Advent Sunday 4C, 19th December 2021
There’s a rumour going around that all Brother John is interested in is bird-watching – now there’s some truth in this which could get me into trouble with my ecclesiastical superiors especially as, in the seventh chapter of the Rule of St Benedict, it says quite clearly:
The twelfth step in humility is when a monk always shows his humility to all who see him, not only by his own interior spirit but also by his outward behaviour. At the work of God, in the oratory, the monastery, the garden, on the road or in the fields, wherever he is, sitting, working or standing, there he is, head always bent, eyes fixed on the ground; reckoning all the time how guilty he is of sin (and there’s lots more in similar vein).

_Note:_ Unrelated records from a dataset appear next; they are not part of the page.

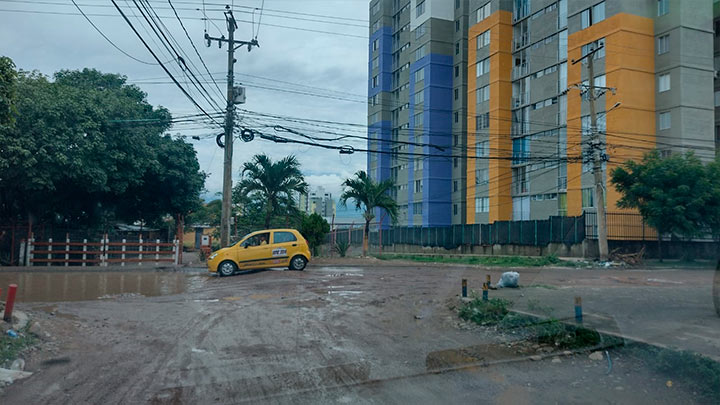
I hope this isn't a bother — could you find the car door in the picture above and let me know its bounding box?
[272,231,298,267]
[238,232,271,270]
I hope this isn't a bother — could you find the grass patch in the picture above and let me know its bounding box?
[459,298,609,349]
[376,254,575,267]
[0,324,37,366]
[625,344,720,403]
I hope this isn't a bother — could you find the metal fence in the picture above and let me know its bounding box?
[326,216,586,249]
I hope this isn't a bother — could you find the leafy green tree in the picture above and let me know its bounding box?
[612,151,712,260]
[0,69,204,227]
[233,154,308,229]
[299,213,330,256]
[185,200,222,226]
[340,170,398,256]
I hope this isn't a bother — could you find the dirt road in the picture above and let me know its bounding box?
[0,266,720,404]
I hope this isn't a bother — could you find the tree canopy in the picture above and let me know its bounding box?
[340,170,398,255]
[612,151,717,237]
[233,154,308,229]
[0,62,205,226]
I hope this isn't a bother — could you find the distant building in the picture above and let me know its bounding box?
[298,187,335,218]
[367,0,720,227]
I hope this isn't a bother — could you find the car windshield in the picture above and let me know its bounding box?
[0,0,720,404]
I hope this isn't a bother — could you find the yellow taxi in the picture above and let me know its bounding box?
[207,229,310,276]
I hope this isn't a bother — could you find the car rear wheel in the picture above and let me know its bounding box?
[290,256,307,271]
[218,260,237,277]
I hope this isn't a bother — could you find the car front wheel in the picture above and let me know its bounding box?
[218,260,237,277]
[290,256,307,271]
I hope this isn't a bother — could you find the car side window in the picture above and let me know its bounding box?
[273,232,297,243]
[243,232,270,246]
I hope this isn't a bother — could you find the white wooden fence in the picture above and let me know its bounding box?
[20,235,182,267]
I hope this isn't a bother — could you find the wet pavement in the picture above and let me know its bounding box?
[0,266,715,404]
[0,270,208,302]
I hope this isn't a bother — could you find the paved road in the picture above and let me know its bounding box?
[0,266,720,404]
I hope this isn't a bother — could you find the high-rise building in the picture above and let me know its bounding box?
[367,0,720,226]
[298,187,335,218]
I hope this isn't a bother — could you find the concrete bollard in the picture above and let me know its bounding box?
[575,297,582,323]
[3,284,17,322]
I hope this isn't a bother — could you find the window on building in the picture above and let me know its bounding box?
[475,112,490,130]
[475,169,489,185]
[658,73,670,93]
[658,111,671,130]
[476,2,491,22]
[475,58,490,77]
[513,166,529,194]
[475,141,490,157]
[475,86,490,104]
[582,188,595,208]
[657,35,670,55]
[558,0,567,28]
[415,0,425,17]
[477,30,490,49]
[415,44,427,60]
[580,38,605,63]
[475,197,490,214]
[415,68,425,83]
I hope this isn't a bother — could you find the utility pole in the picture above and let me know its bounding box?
[572,46,615,261]
[205,5,260,247]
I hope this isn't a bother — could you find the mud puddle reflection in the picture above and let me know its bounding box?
[0,272,200,302]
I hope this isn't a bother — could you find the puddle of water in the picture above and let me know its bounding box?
[0,272,198,302]
[328,291,363,297]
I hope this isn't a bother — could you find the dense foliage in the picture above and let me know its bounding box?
[340,170,398,256]
[233,154,308,229]
[299,213,330,256]
[0,61,205,227]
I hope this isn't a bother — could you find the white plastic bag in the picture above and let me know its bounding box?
[495,271,520,288]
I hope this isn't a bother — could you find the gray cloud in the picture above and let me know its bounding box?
[0,0,367,200]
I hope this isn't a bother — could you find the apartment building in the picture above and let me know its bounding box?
[298,186,336,218]
[368,0,717,226]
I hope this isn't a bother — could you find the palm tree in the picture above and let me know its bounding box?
[235,153,308,229]
[340,170,397,256]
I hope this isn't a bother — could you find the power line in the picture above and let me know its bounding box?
[165,0,225,100]
[132,0,222,110]
[72,0,157,65]
[111,0,222,126]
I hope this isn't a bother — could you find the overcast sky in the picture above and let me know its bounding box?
[0,0,368,201]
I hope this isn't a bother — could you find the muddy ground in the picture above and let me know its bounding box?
[0,264,715,404]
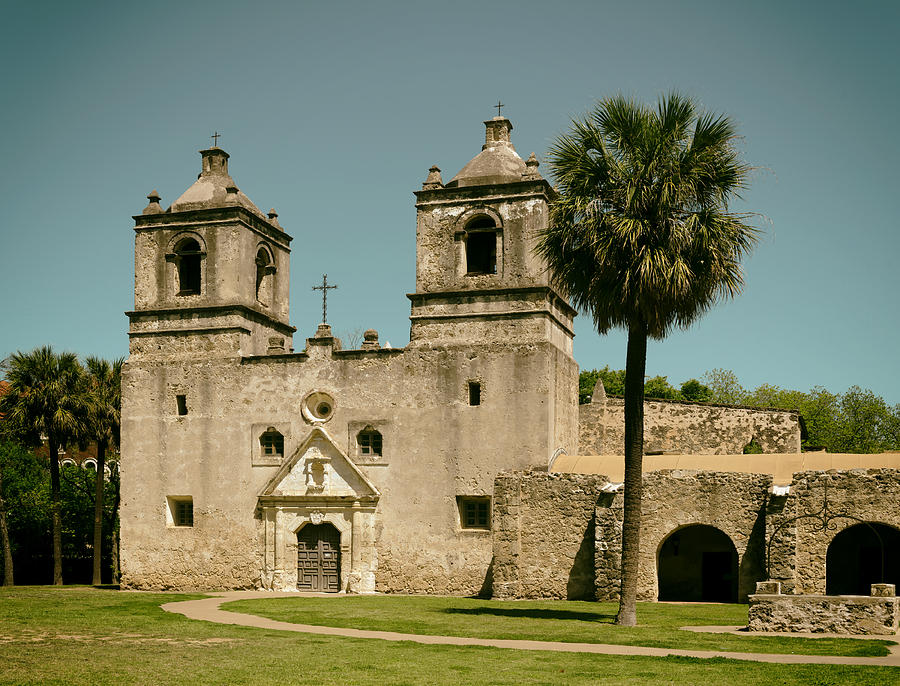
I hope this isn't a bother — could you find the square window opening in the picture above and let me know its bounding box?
[457,496,491,531]
[166,495,194,527]
[469,381,481,406]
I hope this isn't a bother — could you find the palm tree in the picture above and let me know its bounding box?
[538,93,757,626]
[86,357,122,586]
[0,346,87,584]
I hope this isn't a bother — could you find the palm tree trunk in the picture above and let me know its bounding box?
[91,441,106,586]
[0,471,15,586]
[47,432,62,586]
[616,324,647,626]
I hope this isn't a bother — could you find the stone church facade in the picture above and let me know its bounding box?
[120,117,896,597]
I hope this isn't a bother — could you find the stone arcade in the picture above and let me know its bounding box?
[121,116,900,600]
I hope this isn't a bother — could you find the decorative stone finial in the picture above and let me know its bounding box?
[422,164,444,191]
[522,153,541,181]
[143,189,165,214]
[200,148,231,176]
[481,117,512,150]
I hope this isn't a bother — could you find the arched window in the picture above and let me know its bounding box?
[466,216,497,275]
[255,246,275,307]
[825,522,900,595]
[259,426,284,457]
[356,426,382,457]
[175,238,203,295]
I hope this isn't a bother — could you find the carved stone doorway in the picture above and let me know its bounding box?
[297,523,341,593]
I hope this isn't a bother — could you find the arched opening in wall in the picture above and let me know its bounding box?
[466,216,497,275]
[657,524,738,603]
[175,238,202,295]
[255,246,275,307]
[825,522,900,595]
[297,522,341,593]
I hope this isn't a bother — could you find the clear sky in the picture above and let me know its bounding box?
[0,0,900,404]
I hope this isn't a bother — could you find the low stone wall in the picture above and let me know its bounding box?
[578,395,800,455]
[749,582,900,636]
[493,472,607,600]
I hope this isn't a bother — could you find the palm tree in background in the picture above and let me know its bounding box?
[86,357,122,586]
[0,346,87,584]
[538,93,757,626]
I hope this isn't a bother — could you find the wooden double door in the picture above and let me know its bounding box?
[297,524,341,593]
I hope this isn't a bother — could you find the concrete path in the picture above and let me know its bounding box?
[162,591,900,667]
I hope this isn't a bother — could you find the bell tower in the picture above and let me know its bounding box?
[127,146,294,357]
[409,116,575,356]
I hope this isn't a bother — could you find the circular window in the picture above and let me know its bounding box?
[303,391,334,423]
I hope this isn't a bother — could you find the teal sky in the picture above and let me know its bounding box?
[0,0,900,403]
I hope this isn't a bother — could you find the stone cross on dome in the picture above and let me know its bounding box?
[313,274,337,324]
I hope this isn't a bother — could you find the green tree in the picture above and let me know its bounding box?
[86,357,123,586]
[644,376,681,400]
[0,346,87,584]
[0,440,50,583]
[538,93,756,626]
[700,368,747,405]
[681,379,712,403]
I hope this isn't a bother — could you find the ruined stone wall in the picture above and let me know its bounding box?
[748,594,900,636]
[493,471,606,599]
[578,397,800,455]
[595,470,772,600]
[766,469,900,594]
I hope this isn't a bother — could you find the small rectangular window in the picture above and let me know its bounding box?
[166,495,194,526]
[457,496,491,530]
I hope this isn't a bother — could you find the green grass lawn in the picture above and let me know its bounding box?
[0,587,900,686]
[222,596,893,657]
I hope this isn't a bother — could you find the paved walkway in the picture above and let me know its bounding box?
[162,591,900,667]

You can see the conundrum I have this time, summed up in the words of a good friend of ours, another Benedictine monk, Dom Laurence Freeman:
Reality is where you place your attention
Dom Laurence says this in regard to meditation but also more generally to whatever we do – meditation in a sense is a start in giving us a meditative and contemplative stance towards everything. For the monk that’s also summarised perhaps in the idea of treating the tools in the garden as if they were the sacred vessels we use on the altar – everything done then with care and attention. Which means that the world matters after all, that something is going on in our attention to the world, or at least the details of the world that come our way, that matters, that somehow this attention is also attention to God. And I would like to suggest that something of this is going on in the passages we’ve just heard today which are not only about paying attention to God in the liturgy, but everywhere, for God pays attention to us in the smallest details too; encapsulated for us in the idea of incarnation – the coming to us of God in a body like our own as a child without power or prestige, in a place like Turvey, unexpected and largely unknown. And it happens because people like Mary and Joseph, Elisabeth and eventually Zacharia, pay attention not only to God but also to one another. Each of us is a revelation of God – if only we pay attention, which is also of course a way to love and a way of knowing what we want to do next.

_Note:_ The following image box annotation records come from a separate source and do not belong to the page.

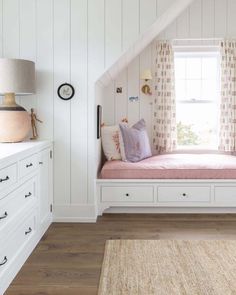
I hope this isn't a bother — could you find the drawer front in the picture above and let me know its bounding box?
[19,154,38,178]
[0,179,36,235]
[0,211,37,280]
[0,164,17,191]
[158,186,211,202]
[215,186,236,205]
[101,186,154,203]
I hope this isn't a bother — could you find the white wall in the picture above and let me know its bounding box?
[0,0,171,220]
[103,0,236,137]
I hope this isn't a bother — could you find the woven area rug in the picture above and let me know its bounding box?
[98,240,236,295]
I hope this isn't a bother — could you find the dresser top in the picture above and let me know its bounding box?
[0,140,52,163]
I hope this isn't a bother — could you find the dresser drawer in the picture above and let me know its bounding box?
[158,186,211,203]
[215,186,236,206]
[19,154,38,178]
[0,179,36,234]
[0,211,37,281]
[101,186,154,203]
[0,164,17,191]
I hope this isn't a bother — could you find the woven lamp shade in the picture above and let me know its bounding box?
[0,58,35,142]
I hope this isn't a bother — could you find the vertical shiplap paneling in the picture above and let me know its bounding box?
[214,0,228,38]
[103,82,115,125]
[202,0,215,38]
[54,0,71,204]
[19,0,37,111]
[157,0,175,17]
[227,0,236,38]
[36,0,54,139]
[0,0,3,57]
[140,0,157,33]
[71,0,88,204]
[0,0,3,103]
[140,46,153,139]
[2,0,21,104]
[157,0,174,39]
[176,9,189,38]
[115,69,128,123]
[189,0,202,38]
[3,0,20,58]
[87,0,105,203]
[123,0,140,124]
[122,0,140,51]
[105,0,122,67]
[128,56,140,125]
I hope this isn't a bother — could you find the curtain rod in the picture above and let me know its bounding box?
[172,38,224,41]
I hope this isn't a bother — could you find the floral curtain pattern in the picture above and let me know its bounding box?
[152,41,177,154]
[219,40,236,152]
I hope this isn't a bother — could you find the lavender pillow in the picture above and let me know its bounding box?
[119,119,152,162]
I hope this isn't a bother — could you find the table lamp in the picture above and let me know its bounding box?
[0,58,35,142]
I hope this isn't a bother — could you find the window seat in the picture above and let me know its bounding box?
[101,154,236,179]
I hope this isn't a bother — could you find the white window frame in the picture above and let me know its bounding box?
[173,46,221,154]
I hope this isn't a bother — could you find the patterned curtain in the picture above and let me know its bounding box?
[219,40,236,152]
[153,41,177,154]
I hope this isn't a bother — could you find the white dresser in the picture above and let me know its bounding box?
[0,141,53,294]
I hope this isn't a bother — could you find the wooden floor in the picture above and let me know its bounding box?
[6,214,236,295]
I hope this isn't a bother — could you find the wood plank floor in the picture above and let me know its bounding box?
[6,214,236,295]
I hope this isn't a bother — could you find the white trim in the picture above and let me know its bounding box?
[53,204,97,222]
[104,207,236,214]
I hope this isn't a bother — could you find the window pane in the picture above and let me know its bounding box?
[202,57,217,79]
[175,80,186,100]
[175,53,219,148]
[186,57,202,79]
[175,58,186,79]
[202,80,217,100]
[185,80,201,100]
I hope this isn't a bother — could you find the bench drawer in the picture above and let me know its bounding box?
[101,186,154,203]
[158,186,211,203]
[0,164,17,191]
[19,154,38,178]
[215,186,236,205]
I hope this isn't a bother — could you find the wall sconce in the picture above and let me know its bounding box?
[141,69,152,95]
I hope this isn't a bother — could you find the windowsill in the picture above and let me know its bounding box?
[174,146,219,154]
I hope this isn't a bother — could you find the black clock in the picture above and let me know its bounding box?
[57,83,75,100]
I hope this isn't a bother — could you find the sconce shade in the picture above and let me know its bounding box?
[141,69,152,80]
[0,58,35,95]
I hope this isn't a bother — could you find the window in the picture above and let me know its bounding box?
[175,52,220,149]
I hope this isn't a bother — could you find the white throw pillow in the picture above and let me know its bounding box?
[102,125,121,161]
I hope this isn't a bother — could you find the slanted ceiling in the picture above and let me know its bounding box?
[97,0,194,87]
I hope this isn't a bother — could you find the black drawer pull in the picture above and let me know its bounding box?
[25,192,32,198]
[25,227,32,236]
[26,163,33,168]
[0,176,10,182]
[0,256,8,266]
[0,212,8,220]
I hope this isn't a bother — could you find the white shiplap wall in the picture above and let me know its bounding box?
[103,0,236,140]
[0,0,174,220]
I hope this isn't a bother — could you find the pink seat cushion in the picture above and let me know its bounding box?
[101,154,236,179]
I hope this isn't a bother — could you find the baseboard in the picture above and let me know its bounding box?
[53,204,97,223]
[103,207,236,214]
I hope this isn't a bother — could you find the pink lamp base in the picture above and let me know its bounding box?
[0,106,31,143]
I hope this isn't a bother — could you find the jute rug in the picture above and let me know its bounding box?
[98,240,236,295]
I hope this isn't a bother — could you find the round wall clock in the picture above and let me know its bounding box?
[57,83,75,100]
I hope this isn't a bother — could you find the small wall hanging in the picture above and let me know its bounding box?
[57,83,75,100]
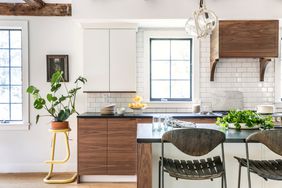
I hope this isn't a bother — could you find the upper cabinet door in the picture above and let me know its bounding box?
[110,29,136,91]
[219,20,279,58]
[83,29,110,91]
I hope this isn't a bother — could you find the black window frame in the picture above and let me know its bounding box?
[150,38,193,102]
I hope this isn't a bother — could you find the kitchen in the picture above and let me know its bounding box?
[0,0,282,187]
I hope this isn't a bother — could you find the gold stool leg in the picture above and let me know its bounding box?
[44,131,77,184]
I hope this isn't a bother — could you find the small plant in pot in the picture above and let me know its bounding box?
[26,71,87,129]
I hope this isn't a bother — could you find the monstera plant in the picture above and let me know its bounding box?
[26,71,87,129]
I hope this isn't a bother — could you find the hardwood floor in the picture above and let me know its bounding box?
[0,173,136,188]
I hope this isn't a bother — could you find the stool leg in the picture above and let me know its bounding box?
[46,133,56,179]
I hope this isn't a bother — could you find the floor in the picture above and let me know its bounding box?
[0,173,136,188]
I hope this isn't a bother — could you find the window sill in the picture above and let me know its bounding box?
[0,123,30,131]
[148,101,192,109]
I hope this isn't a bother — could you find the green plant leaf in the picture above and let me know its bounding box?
[33,98,46,110]
[26,86,39,95]
[51,83,62,92]
[46,93,53,102]
[51,70,63,85]
[74,76,87,84]
[35,114,40,124]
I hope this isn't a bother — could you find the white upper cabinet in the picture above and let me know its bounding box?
[83,29,110,91]
[83,28,136,92]
[110,29,136,91]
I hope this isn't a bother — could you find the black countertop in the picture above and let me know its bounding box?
[137,123,259,143]
[77,112,222,118]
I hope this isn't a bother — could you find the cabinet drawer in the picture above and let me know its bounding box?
[78,119,107,175]
[108,119,137,175]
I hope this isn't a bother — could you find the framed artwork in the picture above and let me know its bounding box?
[47,55,69,82]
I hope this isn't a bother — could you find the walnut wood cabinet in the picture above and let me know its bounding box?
[107,119,137,175]
[210,20,279,81]
[78,118,137,176]
[77,118,108,175]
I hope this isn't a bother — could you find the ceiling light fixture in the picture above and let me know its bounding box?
[185,0,218,38]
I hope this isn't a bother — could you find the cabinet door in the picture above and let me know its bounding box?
[110,29,136,91]
[219,20,279,58]
[83,29,110,91]
[78,118,107,175]
[108,119,137,175]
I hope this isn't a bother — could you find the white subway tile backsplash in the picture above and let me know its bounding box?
[87,29,275,113]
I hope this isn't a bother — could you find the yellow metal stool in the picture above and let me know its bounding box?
[44,129,77,184]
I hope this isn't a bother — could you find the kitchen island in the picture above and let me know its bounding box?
[137,123,281,188]
[77,113,221,182]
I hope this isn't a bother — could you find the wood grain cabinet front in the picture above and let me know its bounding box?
[108,119,137,175]
[78,118,108,175]
[78,118,137,176]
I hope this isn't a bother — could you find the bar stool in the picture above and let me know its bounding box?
[235,129,282,188]
[44,129,77,184]
[159,128,227,188]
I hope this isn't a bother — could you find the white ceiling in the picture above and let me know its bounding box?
[0,0,72,3]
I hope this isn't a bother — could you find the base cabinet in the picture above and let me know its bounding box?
[108,119,137,175]
[78,119,107,175]
[78,118,137,176]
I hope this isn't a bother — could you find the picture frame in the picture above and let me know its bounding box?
[46,55,69,82]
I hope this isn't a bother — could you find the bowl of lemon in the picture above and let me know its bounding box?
[128,95,147,114]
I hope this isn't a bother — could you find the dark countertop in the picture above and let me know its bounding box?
[77,112,222,118]
[137,123,260,143]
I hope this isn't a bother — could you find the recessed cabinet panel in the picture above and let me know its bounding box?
[219,20,279,58]
[108,119,137,175]
[78,118,107,175]
[83,29,110,91]
[110,29,136,91]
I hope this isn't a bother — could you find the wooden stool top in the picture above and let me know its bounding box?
[49,128,71,133]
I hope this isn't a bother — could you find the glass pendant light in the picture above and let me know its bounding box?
[185,0,218,38]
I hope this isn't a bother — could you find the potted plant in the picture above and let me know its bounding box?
[216,110,274,129]
[26,71,87,129]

Now all this has been said so I can come back to birds again and to the idea of many wrongs making a right in a flock of flying birds; I could quote Helen McDonald again on this but here it is in the words of another bird fanatic, Scott Weidensaul:
Think of it this way. Each of the dozens or hundreds of doves flying together in a flock can act like individual cells in a navigational brain. Each dove has an onboard compass to direct it, and each bird’s directional sense is, to a greater or lesser degree, somewhat inaccurate. No-one’s perfect but, by flying together, the doves average out their inaccuracies and arrive at a better, more precise collective decision than any one of them could produce alone.
This is known as the “many wrong” theory (as in many wrongs make a right), and it’s the same kind of wisdom-of-crowds effect that can, as was first noted in 1906, lead hundreds of English fair-goers to correctly guess the weight of an ox to within 1% of the actual figure, when all their guesses are averaged.
p83 A World On The Wing
The point being not so much the science as our need of one another to find our way to God.